Top bodybuilding contender William Bonac destroys his legs with the 2022 Olympia a month out.
Ghanaian-Dutch IFBB Pro bodybuilder William Bonac is putting it into high gear as the 2022 Olympia draws closer and demolishes a leg workout. William Bonac is one of the top contenders competing in Olympia’s Men’s Open divisions. He’s an 8x Mr. Olympia contender and was the runner-up (second to Brandon Curry) at the 2019 Olympia. And he won the 2020 Arnold Classic.
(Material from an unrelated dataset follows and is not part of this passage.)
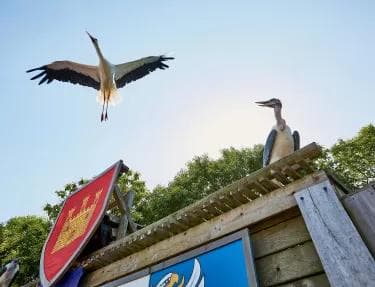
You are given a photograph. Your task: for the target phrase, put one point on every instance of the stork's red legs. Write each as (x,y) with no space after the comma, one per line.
(102,116)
After the pandemic, Bonac hid in the shadows of other top Olympia contenders, finishing outside the top five at the 2021 Olympia. However, William Bonac’s spectacular runner-up finish behind Brandon Curry at the 2022 Arnold Classic has many spectators believing Bonac will give “Big Rammy” a run for his money. And he indeed has the backing now to stand neck and neck with other top 2022 Olympia competitors, such as Michael Krizo, Blessing Awodibu, and Ian Valliere. In addition to his outstanding 2022 Arnold Classic performance, Bonac went on to win the 2022 Boston Pro to qualify for the 2022 Olympia.
With the 2022 Olympia taking place in a month on December 15-18, 2022, Bonac has been putting in work in the gym to fix any weaknesses that landed him a silver medal at Arnold Classic. He looked incredible in the physique update he shared 6.5 weeks after the 2022 Olympia. And because age isn’t on his side compared to some of the younger contenders at 40 years old, he’s turned the volume up on his workouts to make up the age gap. He recently put his legs through an insane leg workout.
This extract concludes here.